O vídeo deu o gancho a partir do dia 11 de setembro – marca dos onze anos dos atentados às Torres Gêmeas em Nova York – para manifestações em todos os países com população majoritariamente muçulmana e até naqueles onde essa comunidade é minoritária, como a França e outros países europeus. A maioria delas tinha caráter pacífico, mas, nos países onde os fundamentalistas, como os salafitas e grupos inspirados ou ligados a Al Qaeda, têm maior presença, foram violentas. Várias embaixadas ocidentais foram atacadas no Sudão, no Egito e também na Líbia, onde quatro diplomatas americanos foram mortos na cidade de Benghazi.

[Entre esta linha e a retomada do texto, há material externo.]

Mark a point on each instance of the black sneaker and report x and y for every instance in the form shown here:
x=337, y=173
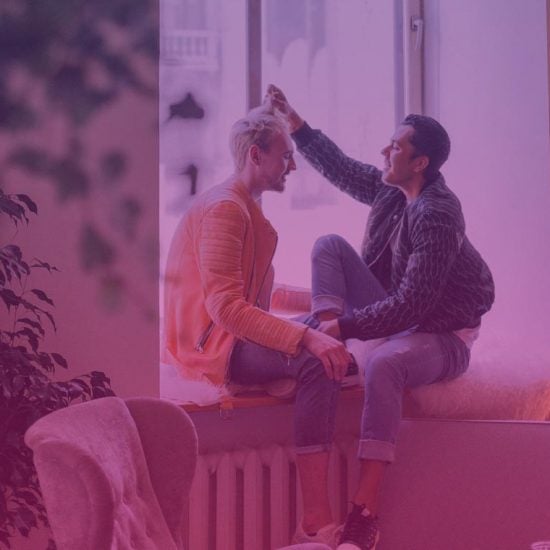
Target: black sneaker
x=360, y=530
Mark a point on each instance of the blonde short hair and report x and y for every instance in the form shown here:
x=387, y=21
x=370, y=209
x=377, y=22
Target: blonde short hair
x=258, y=127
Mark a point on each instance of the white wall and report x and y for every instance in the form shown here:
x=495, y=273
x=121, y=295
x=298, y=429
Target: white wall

Em outros países, como Iêmen e Tunísia, houve morte de manifestantes pela polícia.

O ocorrido levanta pelo menos três questões importantes e interligadas pelo seu vínculo com democracia e relações pacíficas entre povos e nações: a responsabilidade da liberdade de expressão, as intervenções imperialistas no norte da África e no Oriente Médio e a preservação dos espaços diplomáticos.

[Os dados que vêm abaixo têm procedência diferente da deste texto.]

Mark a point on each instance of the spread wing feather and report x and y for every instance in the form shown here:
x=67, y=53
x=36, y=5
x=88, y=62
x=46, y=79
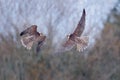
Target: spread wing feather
x=80, y=27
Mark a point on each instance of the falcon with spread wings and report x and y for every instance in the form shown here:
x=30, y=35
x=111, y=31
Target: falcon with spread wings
x=30, y=36
x=75, y=38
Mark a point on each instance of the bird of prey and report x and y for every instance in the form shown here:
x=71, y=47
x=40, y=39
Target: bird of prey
x=30, y=36
x=75, y=38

Embora a Suprema Corte dos Estados Unidos ao longo do século 20, coerente com o liberalismo das instituições americanas, tenha julgado favoravelmente à liberdade de expressão em vários casos polêmicos, como a publicação de revistas sensacionalistas e até o direito de a Ku Klux Klan expressar publicamente suas posições racistas e violentas, isso não representa necessariamente um modelo ideal e tampouco um padrão a ser seguido pelo resto do mundo. O princípio da liberdade de expressão não pode ser aceito como instrumento de promoção de violência e de preconceitos, pois nesse caso a liberdade não só um interfere na liberdade de outro ser humano como ofende sua dignidade e, no limite, ameaça a própria existência dele.

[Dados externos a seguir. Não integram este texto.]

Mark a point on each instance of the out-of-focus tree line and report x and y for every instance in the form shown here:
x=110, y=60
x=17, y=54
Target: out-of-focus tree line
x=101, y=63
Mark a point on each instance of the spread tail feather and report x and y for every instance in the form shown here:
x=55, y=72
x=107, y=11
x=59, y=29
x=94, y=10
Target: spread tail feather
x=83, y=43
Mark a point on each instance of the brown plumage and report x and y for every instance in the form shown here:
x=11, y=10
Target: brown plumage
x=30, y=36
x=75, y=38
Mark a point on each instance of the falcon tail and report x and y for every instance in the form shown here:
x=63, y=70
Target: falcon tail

Diversas autoridades americanas e de outros países classificaram o vídeo em questão como “asqueroso”, mas essas condenações foram bastante comedidas em comparação com outros momentos, como quando grupos de extrema direita e neonazistas ofenderam a comunidade judaica ou quando há negações do holocausto judeu. Práticas antissemitas em alguns países podem inclusive levar a processos e prisões, o que, no entanto, não ocorre no caso de atitudes antimuçulmanas, embora os árabes que professam essa religião também sejam semitas.

Essa gradação de tratamento em que os muçulmanos são prejudicados também se relaciona à política imperialista de intervenção nos países árabes para atender a interesses econômicos e políticos, iniciada pelos europeus no século 19 e seguida pelos americanos após a Segunda Guerra Mundial, principalmente para assegurar o fornecimento de petróleo. E, afinal de contas, ninguém coloniza ou tenta exportar valores políticos e culturais para povos e nações que considera mais poderosos e desenvolvidos.

No caso particular do Oriente Médio, essa política foi levada adiante por meio de governos títeres como o de Reza Pahlevi no Irã, Mubarak no Egito, a monarquia saudita e as do Golfo Pérsico, além do papel beligerante exercido por Israel, o principal aliado dos EUA na região. Quando o governo americano julgou necessário, não vacilou em intervir diretamente, como a invasão do Iraque, o bombardeio da Líbia e as atuais ameaças à Síria e ao Irã.

Diante desse processo de décadas, seria difícil não haver grandes ressentimentos, que agora vêm à tona no bojo da chamada Primavera Árabe. Ironicamente, os grupos fundamentalistas que promoveram os atos mais violentos têm sido apoiados ou pelos americanos e europeus, como a Al Qaeda na Líbia e na Síria, ou pelo Qatar e pela Arábia Saudita, no caso dos salafitas tunisianos e egípcios.

Não há justificativas para a invasão de embaixadas e assassinatos e, aliás, neste momento a melhor aposta que deveríamos fazer é na atuação da diplomacia. Mas, para que esta possa funcionar, é necessário finalizar a interferência estrangeira no norte da África e no Oriente Médio e respeitar as crenças e culturas de seus povos. Também é necessário que as grandes potências sejam coerentes, pois não adianta exigir a proteção de suas instalações diplomáticas nos países árabes e ameaçar invadir a embaixada equatoriana em Londres, como ocorreu após a concessão de asilo a Julian Assange.